Yosry Ahmed <yosryahmed@xxxxxxxxxx> · Tue, 11 Jun 2024 11:46:56 -0700

[..]
> > @@ -1336,6 +1347,7 @@ static void swap_entry_free(struct swap_info_struct *p, swp_entry_t entry)
> >         count = p->swap_map[offset];
> >         VM_BUG_ON(count != SWAP_HAS_CACHE);
> >         p->swap_map[offset] = 0;
> > +       clear_bit(offset, p->zeromap);
>
> Hmm so clear_bit() is done at the swap_entry_free() point. I wonder if
> we can have a problem, where:
>
> 1. The swap entry has its zeromap bit set, and is freed to the swap
> slot cache (free_swap_slot() in mm/swap_slots.c). For instance, it is
> reclaimed from the swap cache, and all the processes referring to it
> are terminated, which decrements the swap count to 0 (swap_free() ->
> __swap_entry_free() -> free_swap_slots())
>
> 2. The swap slot is then re-used in swap space allocation
> (add_to_swap()) - its zeromap bit is never cleared.

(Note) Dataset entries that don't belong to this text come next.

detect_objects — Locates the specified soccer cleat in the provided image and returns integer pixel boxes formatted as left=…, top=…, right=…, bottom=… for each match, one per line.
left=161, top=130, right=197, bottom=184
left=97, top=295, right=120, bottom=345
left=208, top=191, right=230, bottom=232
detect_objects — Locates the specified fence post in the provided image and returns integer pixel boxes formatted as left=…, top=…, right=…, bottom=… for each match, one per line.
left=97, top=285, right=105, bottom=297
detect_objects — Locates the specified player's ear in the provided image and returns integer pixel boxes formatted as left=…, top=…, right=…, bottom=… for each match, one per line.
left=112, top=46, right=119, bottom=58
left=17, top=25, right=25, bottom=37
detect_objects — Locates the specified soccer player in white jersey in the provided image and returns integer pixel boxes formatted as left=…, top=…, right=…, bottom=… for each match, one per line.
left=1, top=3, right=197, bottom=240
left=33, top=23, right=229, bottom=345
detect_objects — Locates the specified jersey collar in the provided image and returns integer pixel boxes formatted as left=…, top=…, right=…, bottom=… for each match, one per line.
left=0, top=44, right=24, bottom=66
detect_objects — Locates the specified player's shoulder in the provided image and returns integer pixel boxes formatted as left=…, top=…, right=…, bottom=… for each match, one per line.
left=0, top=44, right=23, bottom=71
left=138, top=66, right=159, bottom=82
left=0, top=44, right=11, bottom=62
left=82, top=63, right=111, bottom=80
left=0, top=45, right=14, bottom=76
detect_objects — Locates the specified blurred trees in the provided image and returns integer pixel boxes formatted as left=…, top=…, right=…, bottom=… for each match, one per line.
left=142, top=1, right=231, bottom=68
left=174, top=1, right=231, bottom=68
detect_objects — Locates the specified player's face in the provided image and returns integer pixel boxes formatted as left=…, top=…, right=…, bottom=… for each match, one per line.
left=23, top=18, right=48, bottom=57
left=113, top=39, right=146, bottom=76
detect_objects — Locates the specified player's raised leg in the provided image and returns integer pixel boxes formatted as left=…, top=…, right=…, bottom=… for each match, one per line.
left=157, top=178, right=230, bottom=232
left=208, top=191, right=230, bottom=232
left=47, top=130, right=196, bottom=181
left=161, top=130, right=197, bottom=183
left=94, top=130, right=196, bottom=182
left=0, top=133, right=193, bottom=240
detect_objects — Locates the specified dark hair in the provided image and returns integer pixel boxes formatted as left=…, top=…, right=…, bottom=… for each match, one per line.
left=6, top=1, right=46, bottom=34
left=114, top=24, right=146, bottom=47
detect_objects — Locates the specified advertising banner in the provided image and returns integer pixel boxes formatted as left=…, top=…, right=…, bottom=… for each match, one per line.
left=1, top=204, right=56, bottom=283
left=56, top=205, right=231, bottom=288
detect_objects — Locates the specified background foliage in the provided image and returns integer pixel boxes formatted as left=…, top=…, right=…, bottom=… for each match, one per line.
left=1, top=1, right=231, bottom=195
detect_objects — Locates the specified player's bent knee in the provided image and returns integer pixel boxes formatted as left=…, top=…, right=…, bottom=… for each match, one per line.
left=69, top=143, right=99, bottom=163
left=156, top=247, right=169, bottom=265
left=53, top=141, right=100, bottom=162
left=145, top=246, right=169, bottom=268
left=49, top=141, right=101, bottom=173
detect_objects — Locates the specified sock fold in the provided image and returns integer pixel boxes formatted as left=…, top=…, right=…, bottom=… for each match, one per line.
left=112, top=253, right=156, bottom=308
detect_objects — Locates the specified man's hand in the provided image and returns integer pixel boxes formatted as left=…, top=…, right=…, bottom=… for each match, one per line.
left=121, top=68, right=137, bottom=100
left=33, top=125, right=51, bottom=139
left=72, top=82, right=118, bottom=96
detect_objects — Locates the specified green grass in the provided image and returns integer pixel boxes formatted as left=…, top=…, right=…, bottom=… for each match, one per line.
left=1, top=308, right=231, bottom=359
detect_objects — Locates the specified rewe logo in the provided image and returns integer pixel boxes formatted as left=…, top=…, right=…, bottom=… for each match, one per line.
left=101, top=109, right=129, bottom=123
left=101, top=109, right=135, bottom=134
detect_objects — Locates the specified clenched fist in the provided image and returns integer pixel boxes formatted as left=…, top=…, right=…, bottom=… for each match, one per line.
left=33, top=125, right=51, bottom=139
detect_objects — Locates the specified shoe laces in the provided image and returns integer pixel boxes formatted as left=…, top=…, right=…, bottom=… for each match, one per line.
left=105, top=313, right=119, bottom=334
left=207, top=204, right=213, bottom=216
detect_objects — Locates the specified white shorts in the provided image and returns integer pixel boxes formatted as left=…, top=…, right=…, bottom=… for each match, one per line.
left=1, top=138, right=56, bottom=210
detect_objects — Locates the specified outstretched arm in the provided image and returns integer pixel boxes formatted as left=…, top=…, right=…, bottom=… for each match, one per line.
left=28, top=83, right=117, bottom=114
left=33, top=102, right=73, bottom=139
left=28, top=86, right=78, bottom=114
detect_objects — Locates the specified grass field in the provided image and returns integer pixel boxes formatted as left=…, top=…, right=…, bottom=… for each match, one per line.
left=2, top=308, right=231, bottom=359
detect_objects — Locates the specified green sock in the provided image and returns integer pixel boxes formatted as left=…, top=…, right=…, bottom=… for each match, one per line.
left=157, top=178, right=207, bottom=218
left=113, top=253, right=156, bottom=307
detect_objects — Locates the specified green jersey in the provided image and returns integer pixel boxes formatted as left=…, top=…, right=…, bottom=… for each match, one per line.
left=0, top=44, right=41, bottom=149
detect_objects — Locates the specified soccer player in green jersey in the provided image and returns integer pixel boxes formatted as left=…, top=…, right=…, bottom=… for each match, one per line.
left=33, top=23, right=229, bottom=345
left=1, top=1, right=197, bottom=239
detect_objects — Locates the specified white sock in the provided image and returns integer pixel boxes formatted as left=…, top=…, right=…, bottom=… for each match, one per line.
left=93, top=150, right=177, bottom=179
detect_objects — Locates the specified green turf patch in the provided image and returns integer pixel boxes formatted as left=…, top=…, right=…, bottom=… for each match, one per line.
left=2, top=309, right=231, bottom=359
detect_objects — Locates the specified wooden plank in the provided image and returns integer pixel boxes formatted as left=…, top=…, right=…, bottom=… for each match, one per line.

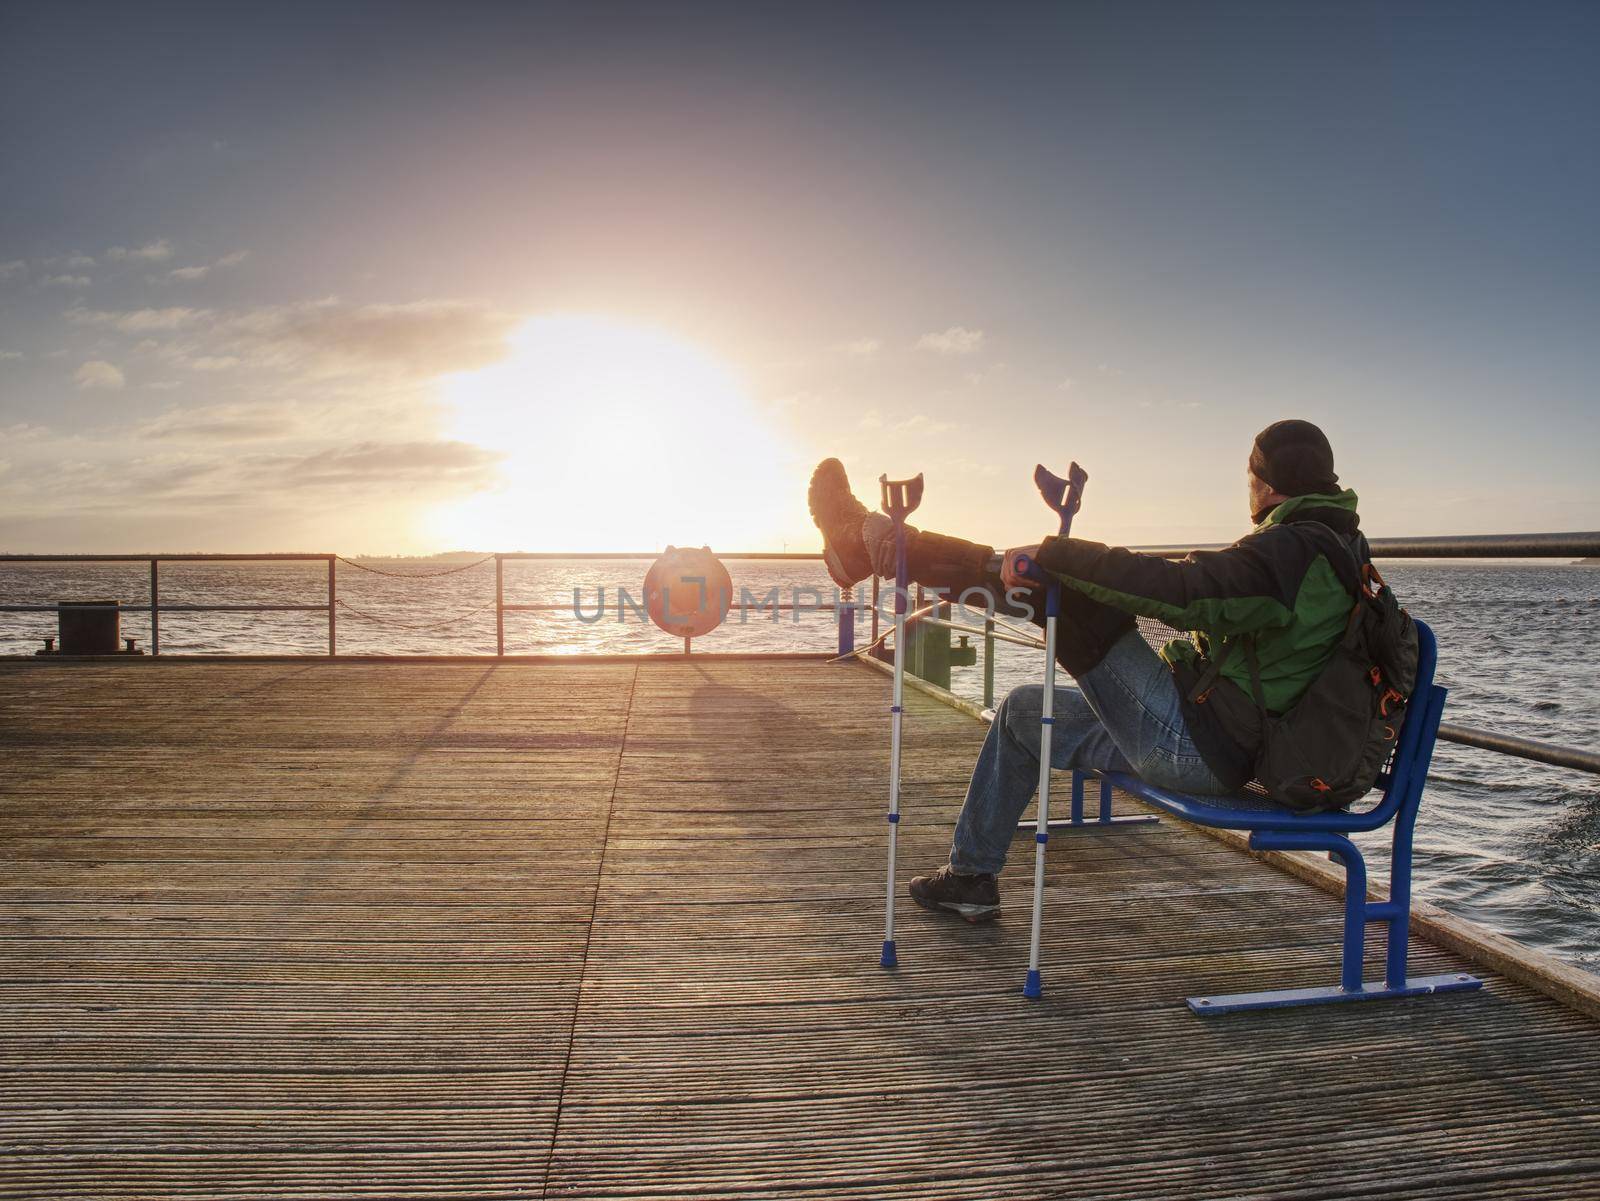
left=2, top=658, right=1597, bottom=1201
left=0, top=661, right=635, bottom=1200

I do not think this can happen before swap_entry_free() is called.
Note that when a swap entry is freed to the swap slot cache in
free_swap_slot(), it is added to cache->slots_ret, not cache->slots.
The former are swap entries cached to be later freed using
swap_entry_free().

>
> 3. swap_writepage() writes that non-zero page to swap
>
> 4. swap_read_folio() checks the bitmap, sees that the zeromap bit for
> the entry is set, so populates a zero page for it.
>
> zswap in the past has to carefully invalidate these leftover entries
> quite carefully. Chengming then move the invalidation point to
> free_swap_slot(), massively simplifying the logic.

I think the main benefit of moving the invalidation point was avoiding
leaving the compressed page in zswap until swap_entry_free() is
called, which will happen only when the swap slot caches are drained.

>
> I wonder if we need to do the same here?